Engineers Created a Robot That Can Imagine Itself

You weren’t born knowing how your limbs work. You flailed and grasped your toes and stuck your fingers in your mouth, gradually learning how your body parts worked and what they could do. Robots don’t get such a luxury — they’re programmed at the outset to perform their tasks, either with or without awareness of their internal body plan. That’s a shortcoming that keeps them from being able to perform some tasks that human babies take for granted (a problem that’s so common in AI that there’s a name for it). But late last month, robots took a big step toward this kind of self-awareness: Columbia engineers created a robot that could figure out what it looked like without any external input. In essence, it could imagine itself.

Teach an AI to Fish …

You’re so familiar with your own body that you probably don’t think about how handy your mental map of yourself really is. With your eyes closed, you can touch your nose, throw a ball, or stand on one foot. If you break your arm, lose weight, or grow an inch taller, your brain easily updates its model to keep you moving about the world as normal.

None of this is true of robots. If they aren’t hard-coded with a simulator, they have no idea what they are or how they work. If a component is damaged, they’ll go on using the same programming from before without understanding that they have to make tweaks to accommodate their newly damaged state. It’s costly and time-consuming to program an artificial intelligence system with its own simulator, so as an alternative, some AIs just go without and just focus on learning individual tasks. That’s kind of like only learning to shoot a basketball from the free-throw line — you’ll be great in free-throw contests, but you’d be hopeless in an NBA game.

That super-specialized kind of training is known as “narrow AI,” and while that’s the driver behind most of the AI in the world today, engineers dream of a “general AI” future where robots can learn and adapt to their surroundings without having to be pre-programmed. That’s why these Columbia engineers wanted to create a robot that could figure itself out. It’s kind of like that old idiom about teaching a man to fish: If you give a robot a self-simulation, it can do one task well; if you teach a robot to simulate itself, it can learn and adapt to all sorts of tasks.

An image of the intact robotic arm used to perform all of the tasks.

Does AI Dream of Electric Sheep?

To make that happen, they created a single robot arm and let it explore. It proceeded through 1,000 random movements, recording each one to help itself learn. (Since this procedure was similar to a baby learning to talk, the study authors called it “babbling.”) While the robot moved, it quickly realized that certain movements in certain orders weren’t possible: Sometimes, its gripper would collide with its arm, other times, its metal body wouldn’t be flexible enough to perform the action it wanted to try.

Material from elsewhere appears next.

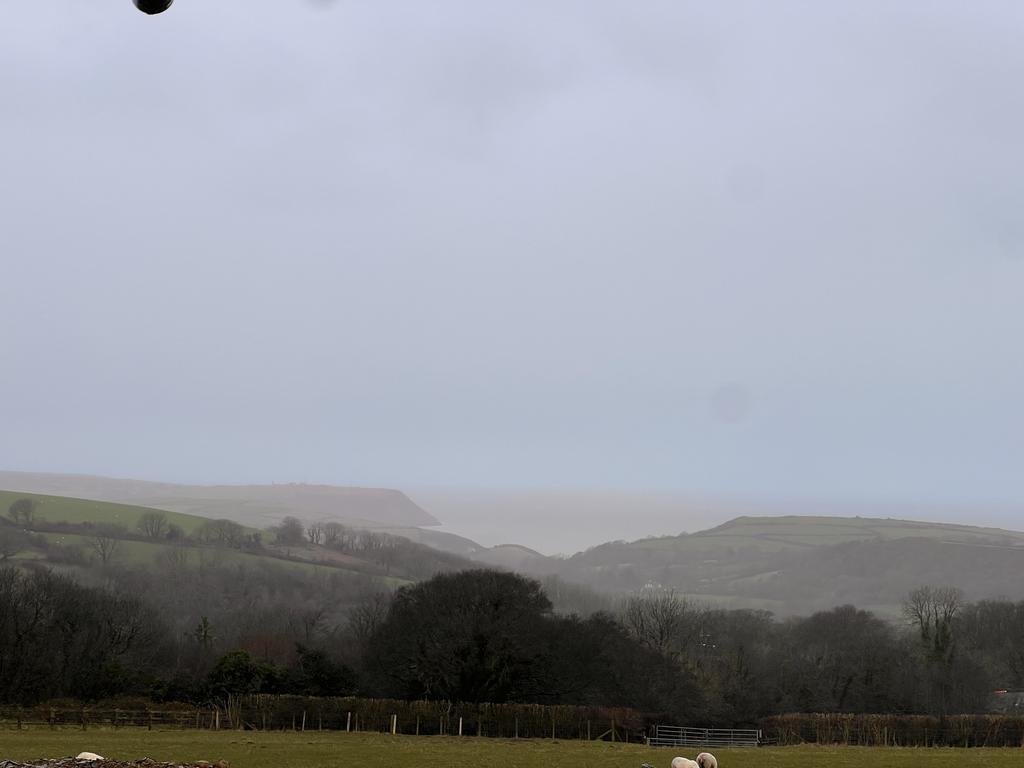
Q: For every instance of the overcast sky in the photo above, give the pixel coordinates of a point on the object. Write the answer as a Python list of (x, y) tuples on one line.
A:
[(765, 250)]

With each success and failure, it learned what it could and couldn’t do, and eventually (after 35 hours or so) came up with a model of itself — all on its own.

An image of the deformed robotic arm in multiple poses as it was collecting data through random motion.

To test the accuracy of the model, the engineers had the robot arm pick up small red balls at specific places on the ground and place them in a jar. The engineers had it perform this task using two different systems: closed-loop and open-loop. In the closed-loop system, the robot could recalibrate its original position every step along the way using its internal model, kind of like watching your own hand as it reaches for an object. In the open-loop system, it had to rely entirely on the internal model with no recalibration, which would be “like trying to pick up a glass of water with your eyes closed, a process difficult even for humans,” according to lead author Robert Kwiatkowski. The robot had a 100 percent success rate in the closed-loop test, and even the open-loop test saw a respectable 44 percent success rate.

They even 3D-printed a deformed part and installed it on the robot to see if it could adapt to damage. Sure enough, it detected the change, altered its self-model, and kept up with its tasks at about the same level of performance.

The researchers believe this is the necessary next step in AI development. “This is perhaps what a newborn child does in its crib, as it learns what it is,” said Hod Lipson, a professor of mechanical engineering and director of Columbia’s Creative Machines Lab. “We conjecture that this advantage may have also been the evolutionary origin of self-awareness in humans. While our robot’s ability to imagine itself is still crude compared to humans, we believe that this ability is on the path to machine self-awareness.”

Speaking of awareness, the researchers are well aware that this research might make some people fear a sentient robot apocalypse in the future. “Self-awareness will lead to more resilient and adaptive systems, but also implies some loss of control,” they note. “It’s a powerful technology, but it should be handled with care.”